Consulting / AI Model Verification
Interpretability Claim Verification
Verify interpretability claims before you rely on them.
We test whether candidate features, probes, steering targets, and internal monitors actually track the claimed concept under hard negatives, controlled confounds, held-out evaluation, and baseline comparisons.
The verification gap
Interpretability tools can surface candidate latents, features, probes, and explanations.
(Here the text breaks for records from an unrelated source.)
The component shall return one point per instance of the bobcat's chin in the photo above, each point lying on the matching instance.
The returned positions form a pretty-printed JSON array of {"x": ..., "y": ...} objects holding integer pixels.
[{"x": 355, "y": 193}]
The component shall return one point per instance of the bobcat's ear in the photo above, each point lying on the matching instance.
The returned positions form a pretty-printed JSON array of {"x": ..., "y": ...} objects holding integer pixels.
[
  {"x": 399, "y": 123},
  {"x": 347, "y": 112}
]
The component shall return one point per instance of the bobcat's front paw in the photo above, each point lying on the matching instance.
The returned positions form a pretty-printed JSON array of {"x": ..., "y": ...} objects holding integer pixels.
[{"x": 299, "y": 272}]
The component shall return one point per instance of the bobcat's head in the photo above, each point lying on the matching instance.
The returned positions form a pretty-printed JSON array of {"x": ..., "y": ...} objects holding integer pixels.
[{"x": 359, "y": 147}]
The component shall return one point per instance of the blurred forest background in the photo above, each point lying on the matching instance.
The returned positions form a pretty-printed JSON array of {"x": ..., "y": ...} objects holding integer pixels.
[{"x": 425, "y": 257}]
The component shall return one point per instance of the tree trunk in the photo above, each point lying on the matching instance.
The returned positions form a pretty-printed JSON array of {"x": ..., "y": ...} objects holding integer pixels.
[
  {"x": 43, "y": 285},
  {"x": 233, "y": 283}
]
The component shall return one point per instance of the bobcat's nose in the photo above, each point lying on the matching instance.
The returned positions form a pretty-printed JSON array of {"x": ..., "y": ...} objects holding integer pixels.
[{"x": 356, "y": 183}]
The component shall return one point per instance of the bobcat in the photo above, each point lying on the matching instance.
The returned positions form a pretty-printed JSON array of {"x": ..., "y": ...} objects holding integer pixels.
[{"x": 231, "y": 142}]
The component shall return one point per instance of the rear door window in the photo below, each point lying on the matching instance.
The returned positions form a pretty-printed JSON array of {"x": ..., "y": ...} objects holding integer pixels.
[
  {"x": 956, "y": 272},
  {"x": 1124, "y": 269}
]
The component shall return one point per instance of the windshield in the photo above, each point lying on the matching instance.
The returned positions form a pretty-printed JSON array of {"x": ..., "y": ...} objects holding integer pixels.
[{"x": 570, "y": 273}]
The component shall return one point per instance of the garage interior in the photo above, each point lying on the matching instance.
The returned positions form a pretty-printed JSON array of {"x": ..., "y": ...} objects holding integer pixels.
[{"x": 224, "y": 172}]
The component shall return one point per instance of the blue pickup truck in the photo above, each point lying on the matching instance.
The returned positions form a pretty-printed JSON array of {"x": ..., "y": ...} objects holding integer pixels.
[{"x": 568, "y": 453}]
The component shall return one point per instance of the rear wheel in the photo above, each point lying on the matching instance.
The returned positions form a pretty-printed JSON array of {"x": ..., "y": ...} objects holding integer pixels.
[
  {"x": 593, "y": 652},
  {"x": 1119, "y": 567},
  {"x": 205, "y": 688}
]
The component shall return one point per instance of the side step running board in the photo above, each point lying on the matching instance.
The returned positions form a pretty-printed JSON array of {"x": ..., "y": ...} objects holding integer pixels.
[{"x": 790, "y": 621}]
The hard part is proving that the explanation survives serious attempts to falsify it.
- A feature looks clean against random negatives, then collapses against confusable near-misses.
- A claimed meaning survives easy examples but tracks token position, source format, domain, or another shortcut.
- A probe, monitor, or steering target works on the discovery set, but fails after held-out distribution shifts.
- A score looks plausible even though directionality, threshold tuning, or selection bias makes the conclusion unreliable.
What we verify
Bring a specific claim: "this feature means X," "this probe detects Y," or "this steering target controls Z." We test whether that claim survives the strongest confounds we can build within scope.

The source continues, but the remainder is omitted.